GOLDMAN SACHS GROUP, INC., et al., Respondents, and SPECIAL FUND FOR REOPENED CASES, Appellant. WORKERS' COMPENSATION BOARD, Respondent.

Calendar Date: September 13, 2013

Steven M. Licht, Special Funds Conservation Committee, Albany (Jill B. Singer of counsel), for appellant.

Weiss, Wesler & Wornow, PC, New York City (Lauren M. Bilasz of counsel), for Goldman Sachs Group, Inc. and another, respondents.

Eric T. Schneiderman, Attorney General, New York City (Iris A. Steel of counsel), for Workers' Compensation Board, respondent.

Before: Rose, J.P., Spain, Garry and Egan Jr., JJ.

MEMORANDUM AND ORDER

Rose, J.P.

Appeal from a decision of the Workers' Compensation Board, filed May 17, 2012, which, upon remittal, among other things, transferred liability to the Special Fund for Reopened Cases pursuant to Workers' Compensation Law § 25-a.

Claimant suffered a compensable work-related injury on May 2, 2001. On May 29, 2008, the employer's workers' compensation carrier requested that liability be transferred to the Special Fund for Reopened Cases pursuant to Workers' Compensation Law § 25-a. The Workers' Compensation Board ultimately transferred liability to the Special Fund retroactively, with an effective date of May 30, 2006. Upon appeal, this Court reversed the Board's determination and remitted the matter for reconsideration, citing the Board's failure to follow a prior decision which stated that liability may not transfer to the Special Fund until the first day after the three and seven-year time limits set forth in Workers' Compensation Law § 25-a have expired, or give an explanation for departing from this precedent (93 A.D.3d 988 [2012]).

Upon remittal, the Board again determined that liability transferred to the Special Fund on May 30, 2006, concluding that Workers' Compensation Law § 25-a does not preclude a transfer of liability retroactive to a period of time prior to the lapse of seven years after the underlying injury and that any prior decisions by it to the contrary would not be followed. The Special Fund appeals.
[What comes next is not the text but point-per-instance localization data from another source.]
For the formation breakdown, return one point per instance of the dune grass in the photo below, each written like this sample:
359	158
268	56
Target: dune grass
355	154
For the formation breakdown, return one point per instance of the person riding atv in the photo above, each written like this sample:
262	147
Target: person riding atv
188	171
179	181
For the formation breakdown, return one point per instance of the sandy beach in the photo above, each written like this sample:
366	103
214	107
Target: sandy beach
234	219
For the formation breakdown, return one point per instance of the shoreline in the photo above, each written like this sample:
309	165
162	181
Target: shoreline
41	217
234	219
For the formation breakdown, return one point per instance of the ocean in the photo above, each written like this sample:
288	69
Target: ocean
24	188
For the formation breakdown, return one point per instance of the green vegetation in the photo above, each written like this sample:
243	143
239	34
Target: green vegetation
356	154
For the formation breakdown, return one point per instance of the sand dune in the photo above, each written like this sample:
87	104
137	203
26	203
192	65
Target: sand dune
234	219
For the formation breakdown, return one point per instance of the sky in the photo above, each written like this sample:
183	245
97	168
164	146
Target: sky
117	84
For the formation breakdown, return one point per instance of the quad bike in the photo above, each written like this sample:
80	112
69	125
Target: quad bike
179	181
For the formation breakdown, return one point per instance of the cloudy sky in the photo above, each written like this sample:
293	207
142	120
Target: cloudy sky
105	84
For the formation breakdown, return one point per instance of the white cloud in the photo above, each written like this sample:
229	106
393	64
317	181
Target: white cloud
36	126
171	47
We affirm. Clearly, "the Board is free to alter a course previously set out in its decisions, [provided] it set[s] forth its reasons for doing so" (Matter of Catapano v Jaw, Inc., 73 A.D.3d 1361, 1362 [2010]; see Matter of Williams v Lloyd Gunther El. Serv., Inc., 104 A.D.3d 1013, 1015 [2013]). Pursuant to Workers' Compensation Law § 25-a, liability is transferred to the Special Fund "when an application to reopen a closed case is made more than seven years from the date of injury and more than three years after the last payment of compensation" (Matter of McLean v Amsterdam Nursing Home, 72 A.D.3d 1309, 1310 [2010]; see Workers' Compensation Law § 25-a [1]). Here, there is no dispute that these conditions have been met and the only issue before us is whether the Board properly transferred liability to the Special Fund retroactively to a period of time prior to the lapse of seven years following claimant's injury.

While the retroactive transfer of liability to the Special Fund is limited to no longer than two years prior to the date of the application to reopen (see Workers' Compensation Law § 25-a [1-a]; Matter of Lynch v Buffalo Bills, Inc., 62 A.D.3d 1061, 1063 [2009]), there is no statutory requirement that there be a seven-year lapse from the date of a claimant's injury prior to the date of a retroactive transfer of liability (see Workers' Compensation Law § 25-a [1-a]). Accordingly, we conclude that the Board's determination, that Workers' Compensation Law § 25-a does not preclude a retroactive transfer of liability to the Special Fund to a time period within seven years of the underlying injury, is not unreasonable, irrational or inconsistent with the purpose of the statute (see generally Kurcsics v Merchants Mut. Ins. Co., 49 N.Y.2d 451, 459 [1980]; Matter of Scally v Ravena Coeymans Selkirk Cent. School Dist., 31 A.D.3d 836, 837 [2006]), and the Board has set forth sufficient reasons for no longer following any prior decisions to the contrary.

Spain, Garry and Egan Jr., JJ., concur.

ORDERED that the decision is affirmed, without costs.